JointBDOE

Code for my paper Joint Multi-Person Body Detection and Orientation Estimation via One Unified Embedding

[2024-01-15] Recently, I found a paper published in CVPR'2020 with title Cylindrical Convolutional Networks for Joint Object Detection and Viewpoint Estimation may have done a similar work with this project.
[2023-03-16] We released our JointBDOE-S/M/L pretrained models on COCO-MEBOW in Hugging Face. Please follow the [Training and Testing] section to test on your own images/videos.

Abstract: Human body orientation estimation (HBOE) is widely applied into various applications, including robotics, surveillance, pedestrian analysis and autonomous driving. Although many approaches have been addressing the HBOE problem from specific under-controlled scenes to challenging in-the-wild environments, they assume human instances are already detected and take a well cropped sub-image as the input. This setting is less efficient and prone to errors in real application, such as crowds of people. In the paper, we propose a single-stage end-to-end trainable framework for tackling the HBOE problem with multi-persons.

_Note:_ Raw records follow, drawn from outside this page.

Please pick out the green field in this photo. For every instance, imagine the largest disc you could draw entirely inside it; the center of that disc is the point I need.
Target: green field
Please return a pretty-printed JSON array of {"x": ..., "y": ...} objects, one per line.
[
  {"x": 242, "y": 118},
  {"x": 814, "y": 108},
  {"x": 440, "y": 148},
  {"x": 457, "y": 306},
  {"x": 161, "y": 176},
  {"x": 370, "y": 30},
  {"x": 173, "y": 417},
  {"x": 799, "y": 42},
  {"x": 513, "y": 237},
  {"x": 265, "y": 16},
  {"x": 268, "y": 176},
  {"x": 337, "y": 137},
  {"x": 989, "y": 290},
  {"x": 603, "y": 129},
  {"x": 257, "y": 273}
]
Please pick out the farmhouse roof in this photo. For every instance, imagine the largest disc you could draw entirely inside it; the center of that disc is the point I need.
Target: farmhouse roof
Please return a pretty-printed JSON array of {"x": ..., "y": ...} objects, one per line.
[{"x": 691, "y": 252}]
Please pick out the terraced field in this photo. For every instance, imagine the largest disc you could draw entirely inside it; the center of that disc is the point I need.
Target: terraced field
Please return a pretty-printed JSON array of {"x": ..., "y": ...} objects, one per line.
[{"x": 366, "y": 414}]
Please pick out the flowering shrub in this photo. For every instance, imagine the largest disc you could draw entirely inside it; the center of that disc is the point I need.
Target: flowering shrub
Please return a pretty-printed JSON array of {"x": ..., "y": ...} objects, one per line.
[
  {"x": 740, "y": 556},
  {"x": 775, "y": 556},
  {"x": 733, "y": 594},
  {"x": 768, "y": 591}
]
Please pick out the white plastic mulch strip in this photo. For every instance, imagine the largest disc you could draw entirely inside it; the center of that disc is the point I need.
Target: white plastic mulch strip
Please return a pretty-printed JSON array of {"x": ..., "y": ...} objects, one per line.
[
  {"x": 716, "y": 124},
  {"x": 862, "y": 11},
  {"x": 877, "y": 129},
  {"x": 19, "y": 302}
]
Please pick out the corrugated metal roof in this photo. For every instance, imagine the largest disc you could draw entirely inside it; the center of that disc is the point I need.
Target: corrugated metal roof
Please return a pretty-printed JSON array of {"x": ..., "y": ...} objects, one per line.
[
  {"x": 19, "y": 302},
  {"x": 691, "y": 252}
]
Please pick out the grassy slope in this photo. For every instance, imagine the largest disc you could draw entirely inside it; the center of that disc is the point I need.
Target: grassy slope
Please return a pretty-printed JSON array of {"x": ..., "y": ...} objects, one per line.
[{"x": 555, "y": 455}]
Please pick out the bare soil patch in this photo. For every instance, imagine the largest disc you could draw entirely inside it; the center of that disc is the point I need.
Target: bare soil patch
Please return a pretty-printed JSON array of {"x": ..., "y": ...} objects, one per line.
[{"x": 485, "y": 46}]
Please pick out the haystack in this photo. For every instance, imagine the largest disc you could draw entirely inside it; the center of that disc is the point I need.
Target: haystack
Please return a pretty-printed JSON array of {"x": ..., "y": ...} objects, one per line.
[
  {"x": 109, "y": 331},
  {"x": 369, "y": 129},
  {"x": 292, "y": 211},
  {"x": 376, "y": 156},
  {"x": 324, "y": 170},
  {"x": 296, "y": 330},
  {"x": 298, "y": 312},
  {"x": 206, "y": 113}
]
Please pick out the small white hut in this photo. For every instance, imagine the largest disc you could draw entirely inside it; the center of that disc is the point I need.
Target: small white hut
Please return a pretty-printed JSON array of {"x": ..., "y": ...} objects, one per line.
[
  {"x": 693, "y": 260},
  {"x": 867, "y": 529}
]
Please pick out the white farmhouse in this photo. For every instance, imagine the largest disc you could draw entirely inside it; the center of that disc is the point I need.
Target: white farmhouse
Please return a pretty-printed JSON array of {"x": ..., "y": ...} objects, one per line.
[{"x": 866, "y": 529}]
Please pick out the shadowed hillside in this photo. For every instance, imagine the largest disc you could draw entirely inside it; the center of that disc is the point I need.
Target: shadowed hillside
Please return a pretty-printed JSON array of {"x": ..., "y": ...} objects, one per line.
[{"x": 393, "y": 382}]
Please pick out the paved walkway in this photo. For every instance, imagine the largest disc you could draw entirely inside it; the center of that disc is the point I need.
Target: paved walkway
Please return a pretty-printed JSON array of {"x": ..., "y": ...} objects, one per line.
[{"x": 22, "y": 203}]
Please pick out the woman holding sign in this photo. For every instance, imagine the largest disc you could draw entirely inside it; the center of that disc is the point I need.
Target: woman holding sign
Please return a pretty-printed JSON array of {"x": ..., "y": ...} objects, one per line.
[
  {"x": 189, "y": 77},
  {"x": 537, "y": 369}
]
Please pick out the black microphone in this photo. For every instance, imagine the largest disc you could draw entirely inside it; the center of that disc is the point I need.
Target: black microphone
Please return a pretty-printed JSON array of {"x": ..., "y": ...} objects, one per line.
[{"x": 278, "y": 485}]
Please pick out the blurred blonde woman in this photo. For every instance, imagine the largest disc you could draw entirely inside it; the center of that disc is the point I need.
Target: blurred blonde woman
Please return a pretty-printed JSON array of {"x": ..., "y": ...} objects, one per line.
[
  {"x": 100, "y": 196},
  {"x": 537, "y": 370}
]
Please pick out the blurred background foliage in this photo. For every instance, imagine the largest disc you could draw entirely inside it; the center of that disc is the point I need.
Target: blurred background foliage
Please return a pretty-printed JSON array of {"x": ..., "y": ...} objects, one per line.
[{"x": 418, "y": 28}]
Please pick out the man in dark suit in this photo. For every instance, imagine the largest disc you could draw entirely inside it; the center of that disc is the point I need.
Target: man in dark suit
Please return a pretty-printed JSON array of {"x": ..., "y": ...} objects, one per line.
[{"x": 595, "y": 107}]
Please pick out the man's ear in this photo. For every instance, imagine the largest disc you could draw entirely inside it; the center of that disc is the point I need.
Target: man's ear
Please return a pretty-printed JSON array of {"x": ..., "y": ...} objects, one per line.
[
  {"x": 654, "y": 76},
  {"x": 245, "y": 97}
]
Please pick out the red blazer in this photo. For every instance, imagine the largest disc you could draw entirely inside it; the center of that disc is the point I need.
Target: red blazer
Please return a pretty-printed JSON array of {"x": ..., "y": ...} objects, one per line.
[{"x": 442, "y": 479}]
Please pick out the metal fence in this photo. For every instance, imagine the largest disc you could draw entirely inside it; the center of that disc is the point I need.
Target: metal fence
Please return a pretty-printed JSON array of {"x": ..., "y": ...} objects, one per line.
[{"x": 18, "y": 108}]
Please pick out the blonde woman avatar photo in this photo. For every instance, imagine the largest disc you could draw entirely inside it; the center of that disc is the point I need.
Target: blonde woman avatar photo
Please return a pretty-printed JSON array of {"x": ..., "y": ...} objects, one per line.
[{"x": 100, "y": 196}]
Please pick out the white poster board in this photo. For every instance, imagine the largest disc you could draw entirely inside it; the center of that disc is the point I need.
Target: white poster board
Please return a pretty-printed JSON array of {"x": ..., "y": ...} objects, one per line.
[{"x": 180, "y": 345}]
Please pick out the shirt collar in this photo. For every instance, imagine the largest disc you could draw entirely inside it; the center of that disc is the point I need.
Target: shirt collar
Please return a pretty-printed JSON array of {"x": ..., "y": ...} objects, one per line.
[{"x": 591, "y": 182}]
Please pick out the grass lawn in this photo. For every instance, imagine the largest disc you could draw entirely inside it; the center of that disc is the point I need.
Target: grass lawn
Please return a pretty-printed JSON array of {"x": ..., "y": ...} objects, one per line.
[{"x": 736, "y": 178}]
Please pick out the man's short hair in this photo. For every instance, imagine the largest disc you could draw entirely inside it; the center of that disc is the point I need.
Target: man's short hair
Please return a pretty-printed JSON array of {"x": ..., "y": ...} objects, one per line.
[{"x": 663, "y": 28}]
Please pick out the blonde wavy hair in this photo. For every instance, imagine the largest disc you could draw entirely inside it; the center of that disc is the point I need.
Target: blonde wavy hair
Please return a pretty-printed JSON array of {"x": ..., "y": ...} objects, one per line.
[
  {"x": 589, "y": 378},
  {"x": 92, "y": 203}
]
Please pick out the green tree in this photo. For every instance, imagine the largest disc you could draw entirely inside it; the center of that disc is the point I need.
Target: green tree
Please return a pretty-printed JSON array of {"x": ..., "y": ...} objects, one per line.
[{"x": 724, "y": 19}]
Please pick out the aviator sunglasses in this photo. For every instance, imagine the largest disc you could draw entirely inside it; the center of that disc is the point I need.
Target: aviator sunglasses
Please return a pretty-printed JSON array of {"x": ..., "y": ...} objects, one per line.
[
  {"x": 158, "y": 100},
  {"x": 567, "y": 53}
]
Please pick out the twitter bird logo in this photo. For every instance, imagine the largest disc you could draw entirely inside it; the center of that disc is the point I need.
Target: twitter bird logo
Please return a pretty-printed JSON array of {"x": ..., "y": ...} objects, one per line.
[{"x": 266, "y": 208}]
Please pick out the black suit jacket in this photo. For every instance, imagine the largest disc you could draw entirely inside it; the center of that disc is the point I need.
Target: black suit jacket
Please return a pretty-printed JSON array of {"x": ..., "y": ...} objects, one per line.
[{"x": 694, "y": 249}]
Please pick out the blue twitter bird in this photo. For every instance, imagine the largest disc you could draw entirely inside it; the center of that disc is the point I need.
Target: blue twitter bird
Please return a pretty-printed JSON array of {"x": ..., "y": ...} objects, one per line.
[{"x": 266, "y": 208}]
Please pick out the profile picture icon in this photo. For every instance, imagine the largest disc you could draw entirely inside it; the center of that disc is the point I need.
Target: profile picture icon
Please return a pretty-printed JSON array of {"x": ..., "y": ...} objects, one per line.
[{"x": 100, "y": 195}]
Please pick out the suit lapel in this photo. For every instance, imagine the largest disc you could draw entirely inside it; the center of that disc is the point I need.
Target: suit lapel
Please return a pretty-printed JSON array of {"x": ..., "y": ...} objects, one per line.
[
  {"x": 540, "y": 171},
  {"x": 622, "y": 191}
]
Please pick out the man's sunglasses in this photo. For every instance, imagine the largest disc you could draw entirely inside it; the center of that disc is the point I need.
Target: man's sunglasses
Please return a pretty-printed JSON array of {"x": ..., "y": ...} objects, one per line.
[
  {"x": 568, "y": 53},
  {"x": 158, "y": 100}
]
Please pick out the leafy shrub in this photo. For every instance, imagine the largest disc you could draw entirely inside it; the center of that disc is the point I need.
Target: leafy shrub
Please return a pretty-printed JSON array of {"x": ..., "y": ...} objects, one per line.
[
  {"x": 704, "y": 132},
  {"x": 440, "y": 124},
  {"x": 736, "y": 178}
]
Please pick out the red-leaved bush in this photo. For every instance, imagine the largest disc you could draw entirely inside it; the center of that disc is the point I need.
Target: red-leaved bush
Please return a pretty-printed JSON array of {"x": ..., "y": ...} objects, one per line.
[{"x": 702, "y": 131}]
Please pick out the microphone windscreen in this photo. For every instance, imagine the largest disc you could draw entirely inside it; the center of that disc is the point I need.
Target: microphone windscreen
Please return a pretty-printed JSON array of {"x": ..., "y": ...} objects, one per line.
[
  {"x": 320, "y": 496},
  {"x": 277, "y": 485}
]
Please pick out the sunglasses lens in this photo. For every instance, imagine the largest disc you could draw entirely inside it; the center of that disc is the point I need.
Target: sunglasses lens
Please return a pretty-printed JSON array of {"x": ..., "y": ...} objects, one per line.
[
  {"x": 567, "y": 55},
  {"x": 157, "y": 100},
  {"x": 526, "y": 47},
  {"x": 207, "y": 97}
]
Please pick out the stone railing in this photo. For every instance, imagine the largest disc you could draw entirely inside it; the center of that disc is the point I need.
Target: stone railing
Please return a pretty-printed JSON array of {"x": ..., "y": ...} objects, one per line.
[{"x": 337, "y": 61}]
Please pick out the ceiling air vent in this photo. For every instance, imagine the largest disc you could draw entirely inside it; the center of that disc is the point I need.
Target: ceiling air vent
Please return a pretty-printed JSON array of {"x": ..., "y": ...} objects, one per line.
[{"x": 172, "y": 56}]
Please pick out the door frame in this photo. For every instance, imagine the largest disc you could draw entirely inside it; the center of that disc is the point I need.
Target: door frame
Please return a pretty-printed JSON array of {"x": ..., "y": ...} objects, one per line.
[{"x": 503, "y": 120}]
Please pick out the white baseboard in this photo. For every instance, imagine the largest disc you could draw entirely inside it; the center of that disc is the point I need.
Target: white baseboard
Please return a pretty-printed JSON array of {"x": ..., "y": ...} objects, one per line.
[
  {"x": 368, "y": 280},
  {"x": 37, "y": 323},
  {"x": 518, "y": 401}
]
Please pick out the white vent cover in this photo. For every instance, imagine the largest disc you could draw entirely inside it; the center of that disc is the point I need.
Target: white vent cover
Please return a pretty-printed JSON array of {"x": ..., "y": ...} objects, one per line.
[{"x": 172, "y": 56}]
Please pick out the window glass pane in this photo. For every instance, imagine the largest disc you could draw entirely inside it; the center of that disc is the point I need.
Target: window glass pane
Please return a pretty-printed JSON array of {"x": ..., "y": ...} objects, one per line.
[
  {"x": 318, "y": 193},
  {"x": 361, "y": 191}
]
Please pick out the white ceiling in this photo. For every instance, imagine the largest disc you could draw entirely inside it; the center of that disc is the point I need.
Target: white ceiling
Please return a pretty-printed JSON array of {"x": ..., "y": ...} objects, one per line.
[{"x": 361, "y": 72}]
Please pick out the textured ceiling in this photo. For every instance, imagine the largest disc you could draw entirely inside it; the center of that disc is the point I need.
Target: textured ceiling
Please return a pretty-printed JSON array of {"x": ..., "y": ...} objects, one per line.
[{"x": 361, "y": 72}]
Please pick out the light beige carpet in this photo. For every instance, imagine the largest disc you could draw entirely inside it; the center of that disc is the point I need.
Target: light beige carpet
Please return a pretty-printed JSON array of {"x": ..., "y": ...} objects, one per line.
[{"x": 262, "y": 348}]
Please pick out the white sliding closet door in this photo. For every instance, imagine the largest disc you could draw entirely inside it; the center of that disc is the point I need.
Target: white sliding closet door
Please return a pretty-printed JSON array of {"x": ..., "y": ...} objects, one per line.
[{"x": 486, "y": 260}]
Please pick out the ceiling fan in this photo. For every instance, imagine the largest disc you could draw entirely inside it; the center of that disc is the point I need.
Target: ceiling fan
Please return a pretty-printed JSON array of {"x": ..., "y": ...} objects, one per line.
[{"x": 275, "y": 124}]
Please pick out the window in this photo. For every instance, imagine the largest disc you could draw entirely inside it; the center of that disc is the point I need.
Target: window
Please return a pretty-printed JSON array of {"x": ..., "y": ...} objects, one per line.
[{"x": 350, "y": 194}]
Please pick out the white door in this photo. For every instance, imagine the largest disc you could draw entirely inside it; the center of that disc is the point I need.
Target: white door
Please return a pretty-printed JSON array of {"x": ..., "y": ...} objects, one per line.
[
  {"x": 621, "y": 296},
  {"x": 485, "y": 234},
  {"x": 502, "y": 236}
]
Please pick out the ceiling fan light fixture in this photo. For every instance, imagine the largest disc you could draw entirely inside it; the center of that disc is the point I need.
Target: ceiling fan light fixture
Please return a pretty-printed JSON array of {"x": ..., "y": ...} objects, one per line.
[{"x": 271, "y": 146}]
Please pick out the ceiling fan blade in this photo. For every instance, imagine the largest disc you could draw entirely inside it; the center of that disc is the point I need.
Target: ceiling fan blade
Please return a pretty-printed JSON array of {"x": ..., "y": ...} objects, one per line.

By integrating the prediction of bounding boxes and direction angles in one embedding, our method can jointly estimate the location and orientation of all bodies in one image directly. Our key idea is to integrate the HBOE task into the multi-scale anchor channel predictions of persons for concurrently benefiting from engaged intermediate features. Therefore, our approach can naturally adapt to difficult instances involving low resolution and occlusion as in object detection. We validated the efficiency and effectiveness of our method in the recently presented benchmark MEBOW with extensive experiments. Besides, we completed ambiguous instances ignored by the MEBOW dataset, and provided corresponding weak body-orientation labels to keep the integrity and consistency of it for supporting studies toward multi-persons.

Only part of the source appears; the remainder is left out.